Небесполезно исследовать истоки обоих так отличающихся друг от друга направлений — Хольтея и Девриента. Мы, по-видимому, должны будем сделать вывод, что перед взором того и другого витал один и тот же призрак — артистический гений. Хольтей, проявляя истинную гениальность, искал его на заросших дорогах своего туманного происхождения; напротив, Девриент, осторожный и подозрительный, полагал, что надежнее будет придумать средства замены «гения», чтобы избавиться таким образом от того самого призрака, который принес ему немало страданий. По мнению Девриента, путем, избранным Хольтеем, можно прийти к возрождению разве что обыкновенной небрежности, но уж никак не исконного творчества гениальных комедиантов прошлого; он пришел к этому выводу, обратив внимание на то, что как раз наиболее самобытные художники немецкой сцены, такие, как Экгоф128, Шредер и Иффланд, полностью отвечали обывательским представлениям о солидности и отличались строгой нравственностью. Мерку, снятую с этих предков, он хотел закрепить как единственно возможную и как соответствующую дарованиям немцев, чтобы затем кроить по ней все и вся, видя в этом целебнейшее средство для излечения немецкого театра. К сожалению, гений, которого искал Хольтей, мерещился Девриенту лишь в образе современного виртуоза сцены, и его он считал необходимым изгнать как помеху, но, кажется, в своем усердии он дошел до того, что только и изгонял все, что воспринимал как помеху, и я думаю, что свои силы он потратил не столько на руководство театром, сколько на изгнание всего, что могло поколебать его принципы, пока наконец не потерял в этих процедурах самого себя. Однако, спросим мы, откуда же у человека, выросшего в самой гуще нынешней театральной жизни, возьмется правильное суждение о явлениях, ему совершенно чуждых? Оно может появиться только в том случае, если у него будет взор гения, того самого гения, который лишь призраком витал перед ним и в существование которого он поэтому не верил. Взгляды его должны были неизбежно принять уродливые формы мании, а его призывы к поднятию достоинства театра посредством государственного декрета, чреватые воцарением на сцене безнадежной скуки и полнейшего бесплодия, остались гласом вопиющего в пустыне.

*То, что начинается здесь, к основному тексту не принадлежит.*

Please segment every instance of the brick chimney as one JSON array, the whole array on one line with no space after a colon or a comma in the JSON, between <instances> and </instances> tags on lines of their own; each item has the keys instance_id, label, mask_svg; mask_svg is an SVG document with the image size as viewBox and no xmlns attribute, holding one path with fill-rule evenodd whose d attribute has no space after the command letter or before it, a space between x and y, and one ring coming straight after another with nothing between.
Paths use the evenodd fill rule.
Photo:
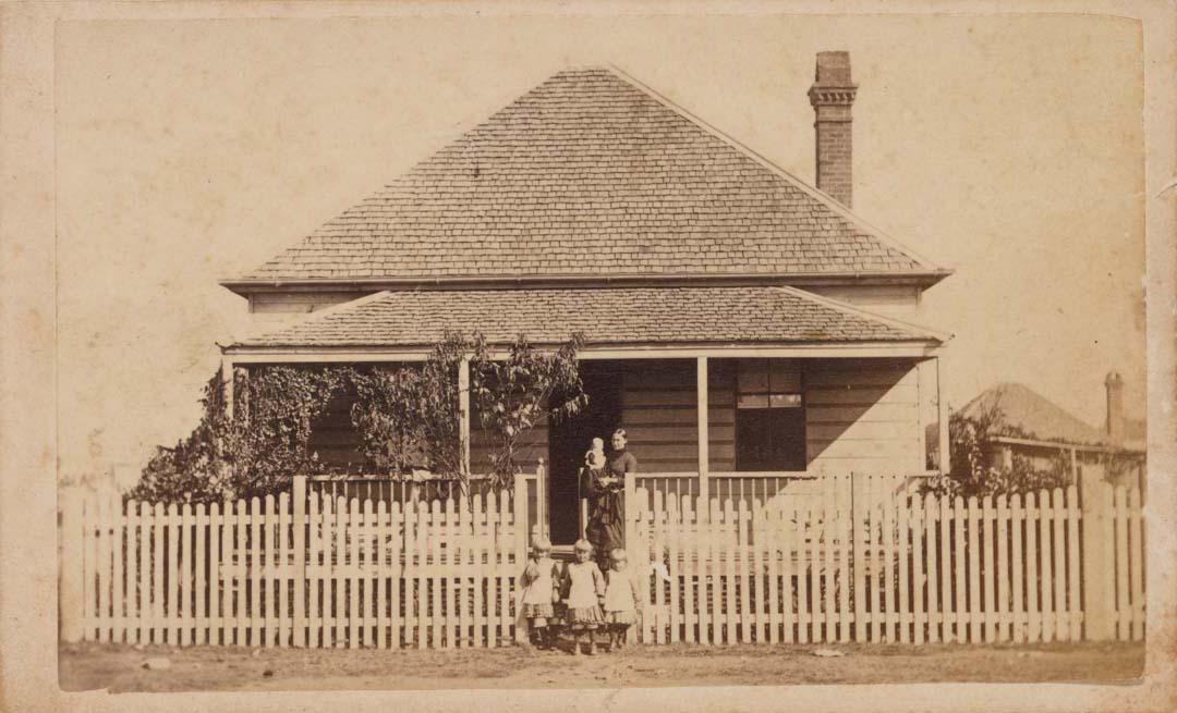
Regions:
<instances>
[{"instance_id":1,"label":"brick chimney","mask_svg":"<svg viewBox=\"0 0 1177 713\"><path fill-rule=\"evenodd\" d=\"M1108 387L1108 422L1104 428L1108 438L1119 441L1124 438L1124 379L1118 372L1108 372L1104 386Z\"/></svg>"},{"instance_id":2,"label":"brick chimney","mask_svg":"<svg viewBox=\"0 0 1177 713\"><path fill-rule=\"evenodd\" d=\"M850 81L849 52L818 52L810 87L817 134L817 187L839 202L853 200L853 132L850 107L858 85Z\"/></svg>"}]
</instances>

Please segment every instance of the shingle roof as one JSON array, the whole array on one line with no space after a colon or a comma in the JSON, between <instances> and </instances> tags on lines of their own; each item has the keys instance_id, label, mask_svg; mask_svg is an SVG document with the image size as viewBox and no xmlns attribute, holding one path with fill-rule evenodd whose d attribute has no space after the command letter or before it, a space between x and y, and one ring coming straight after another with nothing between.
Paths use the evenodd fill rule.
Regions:
<instances>
[{"instance_id":1,"label":"shingle roof","mask_svg":"<svg viewBox=\"0 0 1177 713\"><path fill-rule=\"evenodd\" d=\"M605 272L943 271L619 72L586 68L553 75L242 280Z\"/></svg>"},{"instance_id":2,"label":"shingle roof","mask_svg":"<svg viewBox=\"0 0 1177 713\"><path fill-rule=\"evenodd\" d=\"M939 341L938 335L792 287L415 289L379 292L238 346L419 346L446 331L492 344L581 332L590 344Z\"/></svg>"}]
</instances>

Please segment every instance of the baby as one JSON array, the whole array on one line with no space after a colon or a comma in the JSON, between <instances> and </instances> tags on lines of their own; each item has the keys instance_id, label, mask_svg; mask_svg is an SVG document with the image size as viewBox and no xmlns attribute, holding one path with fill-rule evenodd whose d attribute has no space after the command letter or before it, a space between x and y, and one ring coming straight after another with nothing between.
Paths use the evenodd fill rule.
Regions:
<instances>
[{"instance_id":1,"label":"baby","mask_svg":"<svg viewBox=\"0 0 1177 713\"><path fill-rule=\"evenodd\" d=\"M599 438L592 439L592 448L585 453L585 466L590 471L605 469L605 441Z\"/></svg>"}]
</instances>

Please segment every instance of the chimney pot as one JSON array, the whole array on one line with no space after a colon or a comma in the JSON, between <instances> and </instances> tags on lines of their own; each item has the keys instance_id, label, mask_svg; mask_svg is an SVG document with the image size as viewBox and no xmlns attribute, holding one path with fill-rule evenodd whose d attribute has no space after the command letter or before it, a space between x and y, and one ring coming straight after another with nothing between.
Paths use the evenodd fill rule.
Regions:
<instances>
[{"instance_id":1,"label":"chimney pot","mask_svg":"<svg viewBox=\"0 0 1177 713\"><path fill-rule=\"evenodd\" d=\"M818 52L810 104L813 106L817 187L839 202L853 200L851 106L858 85L850 78L849 52Z\"/></svg>"},{"instance_id":2,"label":"chimney pot","mask_svg":"<svg viewBox=\"0 0 1177 713\"><path fill-rule=\"evenodd\" d=\"M1108 438L1119 441L1124 438L1124 379L1119 372L1108 372L1104 386L1108 388L1108 420L1104 429Z\"/></svg>"}]
</instances>

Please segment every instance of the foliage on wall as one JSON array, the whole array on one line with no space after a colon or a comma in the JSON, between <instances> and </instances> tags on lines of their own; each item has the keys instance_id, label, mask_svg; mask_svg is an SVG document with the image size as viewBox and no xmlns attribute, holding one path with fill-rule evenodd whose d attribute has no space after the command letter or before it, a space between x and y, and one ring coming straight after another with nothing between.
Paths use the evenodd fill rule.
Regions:
<instances>
[{"instance_id":1,"label":"foliage on wall","mask_svg":"<svg viewBox=\"0 0 1177 713\"><path fill-rule=\"evenodd\" d=\"M510 486L519 473L523 434L547 420L574 417L588 404L577 367L583 342L574 334L556 352L539 352L520 335L503 361L492 361L486 344L476 342L471 401L491 445L486 473L494 487Z\"/></svg>"},{"instance_id":2,"label":"foliage on wall","mask_svg":"<svg viewBox=\"0 0 1177 713\"><path fill-rule=\"evenodd\" d=\"M465 481L459 442L458 371L470 360L471 404L491 445L474 464L497 488L520 472L519 438L546 419L573 415L587 402L576 353L579 335L554 352L524 336L503 361L485 339L447 334L412 366L257 366L234 374L230 417L218 372L201 397L202 415L175 446L158 447L129 498L206 502L285 489L294 474L327 473L311 447L332 399L353 397L351 422L371 473L414 468Z\"/></svg>"}]
</instances>

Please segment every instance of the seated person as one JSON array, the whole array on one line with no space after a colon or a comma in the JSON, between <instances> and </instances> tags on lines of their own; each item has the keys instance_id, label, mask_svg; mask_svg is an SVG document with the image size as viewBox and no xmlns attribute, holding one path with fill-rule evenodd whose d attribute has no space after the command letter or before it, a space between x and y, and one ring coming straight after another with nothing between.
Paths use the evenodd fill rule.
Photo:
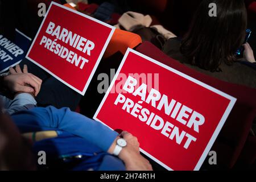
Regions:
<instances>
[{"instance_id":1,"label":"seated person","mask_svg":"<svg viewBox=\"0 0 256 182\"><path fill-rule=\"evenodd\" d=\"M10 72L0 78L2 100L5 111L12 114L15 111L28 109L36 106L35 97L41 88L42 80L29 73L26 65L23 71L19 65L10 68ZM4 96L8 96L9 98Z\"/></svg>"},{"instance_id":2,"label":"seated person","mask_svg":"<svg viewBox=\"0 0 256 182\"><path fill-rule=\"evenodd\" d=\"M182 40L170 39L163 52L188 67L220 80L256 88L256 70L237 61L235 53L243 43L247 13L243 0L203 1L190 29ZM217 5L217 16L210 16L209 5ZM244 59L255 63L249 43Z\"/></svg>"},{"instance_id":3,"label":"seated person","mask_svg":"<svg viewBox=\"0 0 256 182\"><path fill-rule=\"evenodd\" d=\"M39 140L34 134L42 131L51 131L51 137ZM32 140L20 133L27 138L32 136ZM36 169L35 157L41 151L46 154L47 163L38 164L39 169L152 170L140 154L135 136L126 131L119 135L68 108L35 107L11 117L1 113L0 136L0 170ZM120 147L117 144L120 142L127 144Z\"/></svg>"}]
</instances>

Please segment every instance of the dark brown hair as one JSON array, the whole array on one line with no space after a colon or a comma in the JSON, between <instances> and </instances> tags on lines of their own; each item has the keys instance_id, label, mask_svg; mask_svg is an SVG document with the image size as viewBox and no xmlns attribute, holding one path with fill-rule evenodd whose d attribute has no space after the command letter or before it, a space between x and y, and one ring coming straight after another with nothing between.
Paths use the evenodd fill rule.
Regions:
<instances>
[{"instance_id":1,"label":"dark brown hair","mask_svg":"<svg viewBox=\"0 0 256 182\"><path fill-rule=\"evenodd\" d=\"M217 5L210 17L209 5ZM192 64L212 72L222 63L231 65L234 53L243 43L247 13L243 0L203 0L196 11L180 51Z\"/></svg>"}]
</instances>

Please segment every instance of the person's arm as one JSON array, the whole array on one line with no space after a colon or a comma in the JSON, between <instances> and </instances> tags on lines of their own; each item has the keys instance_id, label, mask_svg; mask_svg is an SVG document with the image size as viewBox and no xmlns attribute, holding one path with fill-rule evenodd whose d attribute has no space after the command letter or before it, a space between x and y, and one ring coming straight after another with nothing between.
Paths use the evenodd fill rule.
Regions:
<instances>
[{"instance_id":1,"label":"person's arm","mask_svg":"<svg viewBox=\"0 0 256 182\"><path fill-rule=\"evenodd\" d=\"M30 109L36 106L36 101L34 97L27 93L16 95L13 100L5 97L3 98L5 112L10 115L19 111Z\"/></svg>"},{"instance_id":2,"label":"person's arm","mask_svg":"<svg viewBox=\"0 0 256 182\"><path fill-rule=\"evenodd\" d=\"M245 48L245 51L243 51L243 57L250 63L256 63L253 54L253 50L250 46L250 44L246 42L243 46Z\"/></svg>"},{"instance_id":3,"label":"person's arm","mask_svg":"<svg viewBox=\"0 0 256 182\"><path fill-rule=\"evenodd\" d=\"M110 154L113 153L117 140L122 136L127 145L121 150L118 158L125 163L126 169L152 170L148 161L139 153L136 137L126 131L119 136L104 124L68 108L36 107L15 113L12 118L22 133L61 130L85 138Z\"/></svg>"},{"instance_id":4,"label":"person's arm","mask_svg":"<svg viewBox=\"0 0 256 182\"><path fill-rule=\"evenodd\" d=\"M22 133L61 130L84 138L106 152L118 135L106 126L68 108L36 107L11 117Z\"/></svg>"}]
</instances>

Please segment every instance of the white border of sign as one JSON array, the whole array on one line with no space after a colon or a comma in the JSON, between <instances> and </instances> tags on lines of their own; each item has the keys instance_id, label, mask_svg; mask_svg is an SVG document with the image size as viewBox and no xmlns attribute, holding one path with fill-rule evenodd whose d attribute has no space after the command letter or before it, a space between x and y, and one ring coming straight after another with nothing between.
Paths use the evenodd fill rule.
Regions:
<instances>
[{"instance_id":1,"label":"white border of sign","mask_svg":"<svg viewBox=\"0 0 256 182\"><path fill-rule=\"evenodd\" d=\"M94 65L94 68L93 68L93 70L92 71L92 73L90 75L90 76L89 77L88 80L87 80L87 82L86 82L86 84L85 84L85 86L84 88L84 89L83 89L82 92L81 92L81 91L79 90L78 89L76 89L75 87L73 87L71 85L68 84L65 81L64 81L63 80L62 80L61 78L55 75L53 73L52 73L52 72L49 71L48 69L44 68L43 66L41 65L40 64L38 63L36 61L35 61L35 60L32 60L32 59L31 59L31 58L30 58L28 57L28 54L30 53L30 51L31 50L31 48L32 48L32 46L34 46L34 44L35 43L35 42L36 39L38 38L38 34L39 34L39 32L40 32L40 31L41 30L41 28L42 28L42 27L43 26L43 24L44 23L44 20L46 20L46 18L47 17L48 13L49 13L49 11L51 10L51 7L52 7L52 5L56 5L57 6L59 6L59 7L61 7L61 8L65 9L65 10L67 10L68 11L69 11L73 12L74 13L76 13L76 14L78 14L78 15L79 15L80 16L84 16L84 17L88 19L90 19L90 20L93 20L94 22L97 22L97 23L98 23L100 24L102 24L102 25L104 25L105 26L106 26L106 27L109 27L109 28L112 29L110 34L109 34L109 37L108 38L108 39L106 41L106 43L105 43L105 45L104 45L104 46L103 47L102 50L101 51L101 53L100 54L99 57L98 57L98 60L97 60L96 63L95 64L95 65ZM75 11L74 10L72 10L71 8L69 8L68 7L65 7L64 6L59 5L59 4L58 4L58 3L57 3L55 2L52 1L52 2L51 3L51 5L49 6L49 8L48 9L47 12L46 14L46 15L44 16L44 19L43 20L43 22L42 22L41 25L40 26L39 29L38 30L38 31L35 37L35 38L34 39L33 42L32 43L32 44L30 46L30 49L29 49L29 50L28 50L28 52L27 53L27 55L26 56L26 57L27 59L28 59L29 60L30 60L31 61L32 61L32 63L34 63L34 64L36 64L38 66L39 66L39 67L40 67L43 69L45 70L46 71L47 71L49 73L50 73L52 76L54 76L59 81L62 82L63 84L64 84L65 85L66 85L70 87L71 88L72 88L72 89L75 90L76 92L79 93L80 94L81 94L82 96L84 96L84 94L85 93L85 92L86 91L87 88L89 86L89 84L90 84L90 81L92 80L92 77L93 76L93 75L94 74L95 71L96 71L96 69L98 67L98 64L99 64L99 63L100 63L100 61L101 60L101 58L103 56L103 54L104 53L104 52L105 52L105 50L106 50L106 48L108 47L108 45L109 44L109 43L110 41L111 38L112 37L112 35L114 34L114 32L115 30L115 27L114 27L113 26L112 26L111 25L109 25L109 24L108 24L107 23L105 23L104 22L100 21L100 20L97 20L97 19L96 19L95 18L93 18L92 17L88 16L88 15L85 15L84 14L82 14L82 13L78 11Z\"/></svg>"},{"instance_id":2,"label":"white border of sign","mask_svg":"<svg viewBox=\"0 0 256 182\"><path fill-rule=\"evenodd\" d=\"M21 31L20 31L19 30L18 30L17 28L15 28L15 31L18 32L19 34L20 34L21 35L22 35L23 36L24 36L25 38L28 39L29 40L31 41L32 39L28 37L27 35L26 35L25 34L24 34L23 33L22 33ZM13 67L15 65L16 65L17 64L19 64L21 61L22 61L22 60L20 60L19 61L18 61L18 62L16 62L15 63L14 63L14 64L11 65L10 66L9 66L9 67L7 67L5 69L3 69L3 70L0 71L0 73L2 73L4 72L5 72L6 71L7 71L8 69L9 69L9 68L10 67Z\"/></svg>"},{"instance_id":3,"label":"white border of sign","mask_svg":"<svg viewBox=\"0 0 256 182\"><path fill-rule=\"evenodd\" d=\"M231 96L229 96L218 89L216 89L208 85L207 85L197 80L196 80L187 75L185 75L176 69L174 69L162 63L160 63L152 58L150 58L144 55L143 55L136 51L134 51L130 48L129 48L127 49L127 50L126 51L126 52L125 53L125 55L122 60L122 62L120 64L120 66L118 68L118 69L117 71L117 73L115 73L115 76L114 77L114 78L112 81L112 82L110 84L110 85L109 86L109 88L108 88L107 92L106 93L106 94L104 96L104 98L103 98L102 101L101 101L98 109L97 110L96 112L95 113L94 115L93 116L93 119L95 119L96 121L97 121L98 122L100 122L101 123L102 123L103 124L104 124L105 125L106 125L106 124L105 124L103 122L102 122L101 121L100 121L100 119L98 119L97 118L97 116L98 115L98 113L100 112L101 107L103 106L103 104L104 104L105 101L106 101L106 99L107 98L110 90L112 89L113 86L114 85L115 80L117 78L117 77L120 72L121 69L122 69L123 64L125 64L125 62L126 60L127 56L128 56L129 53L130 52L133 52L138 56L140 56L142 57L145 58L146 59L147 59L148 61L151 61L164 68L166 68L166 69L169 70L170 71L171 71L188 80L191 81L192 82L193 82L196 84L197 84L197 85L201 85L203 87L204 87L205 88L212 91L219 95L221 95L229 100L230 100L230 102L229 102L229 104L228 105L228 106L227 107L224 114L223 114L220 123L218 123L218 126L216 127L216 129L215 130L214 132L213 133L213 135L212 136L212 138L210 138L209 143L208 143L204 152L203 153L203 154L201 155L199 161L197 162L197 164L196 164L196 167L194 168L194 170L195 171L198 171L200 169L201 166L203 164L203 163L204 162L205 158L207 157L207 155L208 154L208 152L209 152L210 148L212 147L212 145L213 144L217 136L218 135L218 133L220 133L220 130L221 130L221 128L222 127L223 125L224 125L225 122L226 121L226 118L228 118L229 113L231 111L231 110L232 109L233 107L234 106L236 101L237 101L237 99ZM108 125L106 125L108 126ZM109 126L108 126L109 127ZM111 128L110 128L111 129ZM111 129L113 130L113 129ZM143 152L143 154L144 154L146 155L147 155L147 156L148 156L149 158L150 158L151 159L152 159L152 160L154 160L154 161L155 161L156 162L157 162L158 163L159 163L160 165L162 166L163 167L166 168L166 169L168 169L168 170L171 170L172 171L173 169L172 168L171 168L170 167L168 167L166 164L164 164L163 163L161 162L160 161L159 161L158 159L157 159L156 158L155 158L154 156L152 156L151 155L150 155L150 154L148 154L147 152L146 152L146 151L144 151L144 150L142 149L141 148L140 148L140 151Z\"/></svg>"}]
</instances>

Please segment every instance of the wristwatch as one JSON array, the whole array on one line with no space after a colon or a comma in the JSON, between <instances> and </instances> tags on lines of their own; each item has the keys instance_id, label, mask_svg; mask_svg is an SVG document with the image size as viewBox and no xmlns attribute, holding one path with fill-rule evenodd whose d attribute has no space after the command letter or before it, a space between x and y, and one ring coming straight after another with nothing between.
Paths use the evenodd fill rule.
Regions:
<instances>
[{"instance_id":1,"label":"wristwatch","mask_svg":"<svg viewBox=\"0 0 256 182\"><path fill-rule=\"evenodd\" d=\"M117 140L117 145L115 146L113 154L115 156L118 156L122 149L127 146L127 142L123 138L118 139Z\"/></svg>"}]
</instances>

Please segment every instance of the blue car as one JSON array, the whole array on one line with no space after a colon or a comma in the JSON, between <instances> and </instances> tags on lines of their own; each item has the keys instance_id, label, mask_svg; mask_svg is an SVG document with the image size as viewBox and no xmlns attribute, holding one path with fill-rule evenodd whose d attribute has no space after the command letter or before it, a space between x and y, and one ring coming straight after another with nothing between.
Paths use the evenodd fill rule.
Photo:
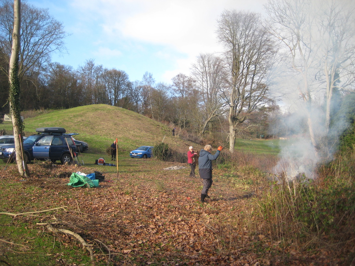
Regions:
<instances>
[{"instance_id":1,"label":"blue car","mask_svg":"<svg viewBox=\"0 0 355 266\"><path fill-rule=\"evenodd\" d=\"M141 146L130 153L130 156L131 158L150 158L153 148L150 146Z\"/></svg>"},{"instance_id":2,"label":"blue car","mask_svg":"<svg viewBox=\"0 0 355 266\"><path fill-rule=\"evenodd\" d=\"M49 160L53 162L60 160L62 164L72 162L76 156L76 147L71 137L65 134L63 128L40 128L36 131L38 134L33 135L23 141L24 160L28 163L37 159L41 161ZM69 148L70 148L70 150ZM15 160L11 154L15 150L14 144L0 148L0 159L4 162L11 159Z\"/></svg>"}]
</instances>

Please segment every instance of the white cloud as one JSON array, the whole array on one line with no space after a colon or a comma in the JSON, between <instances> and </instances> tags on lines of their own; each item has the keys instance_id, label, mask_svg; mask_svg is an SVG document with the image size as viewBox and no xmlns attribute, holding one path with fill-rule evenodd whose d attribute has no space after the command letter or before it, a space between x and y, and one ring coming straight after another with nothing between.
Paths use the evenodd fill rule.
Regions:
<instances>
[{"instance_id":1,"label":"white cloud","mask_svg":"<svg viewBox=\"0 0 355 266\"><path fill-rule=\"evenodd\" d=\"M111 49L107 47L101 47L98 51L93 52L93 54L94 56L100 57L109 57L120 56L122 53L116 49Z\"/></svg>"}]
</instances>

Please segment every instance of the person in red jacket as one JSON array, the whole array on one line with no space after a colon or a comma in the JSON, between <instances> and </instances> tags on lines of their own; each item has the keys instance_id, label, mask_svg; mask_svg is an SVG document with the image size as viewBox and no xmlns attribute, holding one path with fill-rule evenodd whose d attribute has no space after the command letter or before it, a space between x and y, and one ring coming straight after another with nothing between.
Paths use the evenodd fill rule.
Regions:
<instances>
[{"instance_id":1,"label":"person in red jacket","mask_svg":"<svg viewBox=\"0 0 355 266\"><path fill-rule=\"evenodd\" d=\"M189 147L189 151L187 152L187 163L190 165L191 167L191 172L190 172L190 177L196 177L195 174L195 168L196 168L196 162L195 161L193 156L197 154L193 151L193 148L190 146Z\"/></svg>"}]
</instances>

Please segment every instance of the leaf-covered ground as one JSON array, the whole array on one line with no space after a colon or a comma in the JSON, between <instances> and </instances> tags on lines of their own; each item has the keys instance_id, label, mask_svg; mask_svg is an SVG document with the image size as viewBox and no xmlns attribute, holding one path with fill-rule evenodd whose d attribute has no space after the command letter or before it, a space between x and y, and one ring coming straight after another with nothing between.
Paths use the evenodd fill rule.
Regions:
<instances>
[{"instance_id":1,"label":"leaf-covered ground","mask_svg":"<svg viewBox=\"0 0 355 266\"><path fill-rule=\"evenodd\" d=\"M270 239L261 224L254 225L257 229L248 230L248 225L259 222L256 218L243 220L243 213L252 212L252 201L258 196L257 190L255 193L254 185L236 189L223 178L223 170L214 170L211 198L202 204L199 201L202 182L189 177L189 169L164 170L174 164L152 160L146 163L129 161L134 167L119 169L118 177L112 168L108 172L105 167L110 167L97 166L94 170L105 174L105 181L92 188L67 184L72 173L90 173L92 167L33 164L29 166L32 176L23 180L17 176L16 166L11 165L0 173L0 188L6 197L0 211L19 213L65 207L15 216L9 224L25 223L28 228L45 231L38 223L56 222L55 228L75 232L93 245L97 265L346 265L336 253L338 248L300 253L292 243L282 245ZM63 247L81 245L64 234L45 233L59 238ZM26 239L9 239L2 233L0 238L29 244ZM20 251L18 246L16 250L4 242L0 242L0 248L2 254ZM58 254L37 255L53 256L52 265L81 265L75 258L59 260Z\"/></svg>"}]
</instances>

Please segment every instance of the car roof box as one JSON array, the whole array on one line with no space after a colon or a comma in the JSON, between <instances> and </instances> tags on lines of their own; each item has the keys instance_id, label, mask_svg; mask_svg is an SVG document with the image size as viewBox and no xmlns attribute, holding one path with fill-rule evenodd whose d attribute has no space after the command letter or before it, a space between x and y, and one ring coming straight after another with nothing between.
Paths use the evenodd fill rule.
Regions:
<instances>
[{"instance_id":1,"label":"car roof box","mask_svg":"<svg viewBox=\"0 0 355 266\"><path fill-rule=\"evenodd\" d=\"M39 127L36 129L38 133L65 133L66 132L64 127Z\"/></svg>"}]
</instances>

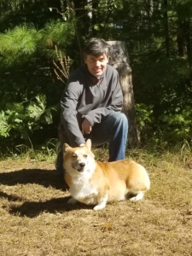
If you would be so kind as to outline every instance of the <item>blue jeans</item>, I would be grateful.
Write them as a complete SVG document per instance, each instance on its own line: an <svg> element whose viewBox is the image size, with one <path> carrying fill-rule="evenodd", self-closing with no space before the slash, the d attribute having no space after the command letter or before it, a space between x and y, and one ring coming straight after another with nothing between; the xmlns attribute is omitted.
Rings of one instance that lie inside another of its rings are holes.
<svg viewBox="0 0 192 256"><path fill-rule="evenodd" d="M61 140L61 149L62 148L63 143L68 144L68 139L63 133L62 127L60 127L59 137ZM116 161L125 159L125 152L126 148L126 141L128 135L128 120L123 113L114 112L104 117L101 123L96 124L92 127L90 134L84 135L84 140L88 138L91 140L92 146L99 146L107 142L109 142L108 161ZM62 167L62 150L57 155L55 168L61 173L63 173Z"/></svg>
<svg viewBox="0 0 192 256"><path fill-rule="evenodd" d="M96 124L85 139L90 138L93 146L109 142L108 161L125 159L128 135L128 120L123 113L114 112L104 117L101 123Z"/></svg>

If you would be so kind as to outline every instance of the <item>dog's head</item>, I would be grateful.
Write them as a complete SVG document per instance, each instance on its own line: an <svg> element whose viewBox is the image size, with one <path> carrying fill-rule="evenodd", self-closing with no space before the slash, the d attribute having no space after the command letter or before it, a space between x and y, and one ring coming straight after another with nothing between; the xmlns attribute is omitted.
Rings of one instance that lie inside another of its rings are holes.
<svg viewBox="0 0 192 256"><path fill-rule="evenodd" d="M63 167L67 172L90 172L95 162L95 155L90 151L91 141L87 140L84 147L71 148L68 144L63 145ZM91 168L90 168L91 167Z"/></svg>

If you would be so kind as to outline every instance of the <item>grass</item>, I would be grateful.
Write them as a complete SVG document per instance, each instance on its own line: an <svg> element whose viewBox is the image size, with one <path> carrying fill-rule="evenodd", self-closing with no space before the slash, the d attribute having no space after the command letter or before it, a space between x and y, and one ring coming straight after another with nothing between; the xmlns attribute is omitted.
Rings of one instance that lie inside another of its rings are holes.
<svg viewBox="0 0 192 256"><path fill-rule="evenodd" d="M104 148L93 151L107 160ZM192 255L189 148L128 154L148 170L150 191L141 201L113 202L97 212L67 205L54 154L2 160L0 255Z"/></svg>

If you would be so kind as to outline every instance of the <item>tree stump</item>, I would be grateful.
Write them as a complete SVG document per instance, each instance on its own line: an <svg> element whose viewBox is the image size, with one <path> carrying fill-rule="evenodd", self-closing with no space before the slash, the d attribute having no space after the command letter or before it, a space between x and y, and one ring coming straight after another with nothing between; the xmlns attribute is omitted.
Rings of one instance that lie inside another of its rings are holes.
<svg viewBox="0 0 192 256"><path fill-rule="evenodd" d="M139 143L136 121L135 102L131 80L131 69L125 43L123 41L108 41L110 45L111 55L109 65L117 69L119 75L120 86L123 91L123 113L129 121L128 143L137 147Z"/></svg>

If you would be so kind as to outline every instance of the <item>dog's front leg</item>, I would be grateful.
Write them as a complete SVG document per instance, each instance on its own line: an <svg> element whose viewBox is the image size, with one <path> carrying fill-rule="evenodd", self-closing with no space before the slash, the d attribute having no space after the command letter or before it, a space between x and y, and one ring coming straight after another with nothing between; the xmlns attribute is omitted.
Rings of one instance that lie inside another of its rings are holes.
<svg viewBox="0 0 192 256"><path fill-rule="evenodd" d="M73 197L70 198L67 201L68 205L75 205L78 202L78 201L76 199L74 199Z"/></svg>
<svg viewBox="0 0 192 256"><path fill-rule="evenodd" d="M108 199L108 192L107 192L104 196L101 196L101 197L99 196L97 199L98 204L93 208L93 210L97 211L105 208Z"/></svg>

Все прочие попытки каким-либо другим способом помочь развитию театральной жизни приводили к пагубному смешению обеих охарактеризованных выше противоположных тенденций; такое смешение было, например, причиной утраты венским «Бургтеатром» последних остатков хорошей репутации, заработанной с помощью по-мещански условной добросовестности в актерском труде. Здесь без конца занимались репетированием и натаскиванием актеров, особенно когда в театральные дела вмешивались литераторы, и все пытались позаимствовать у французов легкости — ведь в том, что нам ее так недоставало, лишний раз убеждался каждый, кому доводилось хоть раз побывать в каком-нибудь парижском театре; при этом все время метались из стороны в сторону, вспоминая принципы то Хольтея, то Девриента, так что в конце концов театр застрял где-то в сфере развлекательного жанра. Просто диву даешься, когда думаешь о том, до чего здесь дошли: писать для театра брались люди, не имевшие ни малейшего понятия об актерском искусстве; полагали, что в тайны этого искусства можно проникнуть легко и скоро и ссылались при этом на пример одного исписавшегося литератора129, быстро превратившегося в энергичного главу комедиантов, что, кстати, иным, скажем господам Гуцкову130 и Боденштедту131, так и не удалось.